University of Chicago alum and progressive activist Heather Booth has taken on what she calls a “David and Goliath” fight for financial reform. She recently became executive director of Americans for Financial Reform (AFR), a coalition of national and state organizations that have united to improve the regulations of the financial sector. Financial reform will be the next item in a long list of issues she has tackled during her career. Though she has relatively little background in the area, she agreed to take on the job because, she says. “Here we’re facing a crisis, and we need to do something about it.” Despite often being initially uncertain or intimidated, she has been plunging into crises of similar magnitude since her time at the University of Chicago.
Booth attended the University of Chicago from 1963 to 1967. She began her career as an activist during her first few weeks of class, when there was a school boycott in order to obtain integrated high-quality Chicago public schools. She now says that she was drawn to the idea that organizing enables people to achieve a better society: “I threw myself into the civil rights movement . . . I loved it. I loved the belief that if you organize, you can change the world.”
From this beginning, Booth became involved in a dizzying number of progressive organizations, first during her years at the University of Chicago and then after her graduation. She attributes much of her work to an upbringing that instilled in her a set of ethical values centered around the Golden Rule and the notion that she should act upon her beliefs. “People, if they have the option, should act out of their moral beliefs and values, and their passions,” she says. “My passion is building a better society.” Brought up in a Jewish family, she was steeped in traditional Jewish stories of struggles for freedom from bondage. She has been involved with such struggles of various kinds since coming to Chicago, and her method of action is centrally focused on the use of organization to change power relationships. In the words of her colleague and longtime friend Jeff Blum, who also attended the University of Chicago, “She has always been very good at being at the intersection of powerful agendas and organization.”
After her work with the Chicago Public Schools boycott, Booth became more and more involved in the civil rights movement through her work with city and student activist groups. In the summer of 1964 she participated in the Mississippi Freedom Summer project, which drew national attention to civil rights issues when several activists attempting to register black voters in Mississippi were injured or killed. Despite or because of the human loss, Booth returned to Chicago with an increased dedication to civil rights action. On campus, Booth became the chair of the Student Political Action Committee (SPAC), the University of Chicago’s leftist political group, worked with members of Students for a Democratic Society (SDS), and then founded the campus organization Women’s Radical Action Program (WRAP), one of the first women’s consciousness-raising groups in the country.
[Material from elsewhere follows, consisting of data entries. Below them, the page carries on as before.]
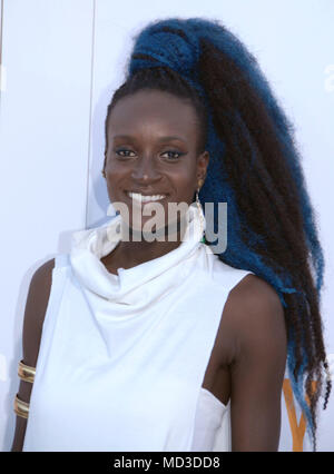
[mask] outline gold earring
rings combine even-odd
[[[203,213],[203,207],[202,207],[202,204],[200,204],[200,200],[199,200],[199,197],[198,197],[198,192],[202,188],[203,182],[204,182],[203,179],[199,179],[198,184],[197,184],[198,187],[197,187],[197,190],[196,190],[196,205],[197,205],[199,216],[200,216],[200,230],[202,230],[200,231],[200,235],[202,235],[200,241],[203,244],[205,244],[204,217],[203,217],[204,213]]]

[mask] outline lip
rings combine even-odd
[[[134,192],[134,194],[143,195],[143,196],[163,196],[163,195],[165,195],[166,197],[169,196],[168,192],[153,192],[153,191],[151,192],[143,192],[143,191],[134,191],[132,189],[131,190],[126,189],[125,194],[127,195],[127,192]]]
[[[166,192],[153,192],[153,194],[144,194],[141,191],[124,191],[125,196],[132,203],[132,198],[128,195],[128,192],[137,192],[143,196],[163,196],[165,195],[165,197],[163,199],[159,200],[147,200],[145,203],[141,203],[141,206],[145,206],[146,204],[150,204],[150,203],[164,203],[166,199],[168,199],[169,194]],[[136,204],[138,204],[138,201],[136,201]]]

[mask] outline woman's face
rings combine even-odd
[[[120,99],[108,125],[106,179],[110,201],[129,209],[129,225],[139,213],[138,195],[163,196],[159,203],[168,224],[168,203],[193,203],[198,179],[205,178],[208,152],[196,154],[198,124],[191,105],[156,90],[138,91]],[[129,192],[135,194],[129,195]],[[137,199],[136,199],[137,198]]]

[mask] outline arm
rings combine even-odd
[[[230,292],[225,306],[235,340],[232,451],[277,451],[287,355],[284,308],[272,286],[255,275]]]
[[[52,258],[38,268],[31,278],[28,292],[23,318],[22,348],[23,363],[31,367],[36,367],[37,364],[42,324],[50,296],[53,266],[55,259]],[[18,396],[21,401],[29,403],[31,391],[31,383],[20,381]],[[27,419],[17,416],[14,438],[11,446],[12,452],[22,451],[26,428]]]

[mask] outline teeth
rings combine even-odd
[[[143,196],[138,192],[127,192],[130,198],[137,200],[138,203],[148,203],[151,200],[161,200],[166,195],[154,195],[154,196]]]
Her long association with social justice causes has given Booth a deep understanding of the relationship between personal and social issues. The early women’s movement adopted the theme “the personal is political,” and Booth explains it like this: “You think you are facing [a problem] alone and in isolation. You think ‘it’s my fault;’ then you realize it happens to other people in the same way…you must tie your political reality to a social end.” But Booth observes that in recent years, society has tended in the opposite direction. “Many things that need a social solution are treated as if they only have personal solutions,” she says. “Rather than saying ‘let’s all stand together for equal rights,’ people say, ‘I personally will treat other people with dignity and respect,’ or, ‘I will turn off my lights.’” That’s worthwhile, but insufficient according to Booth. “There needs to be a social aspect too; it can’t be ignored.”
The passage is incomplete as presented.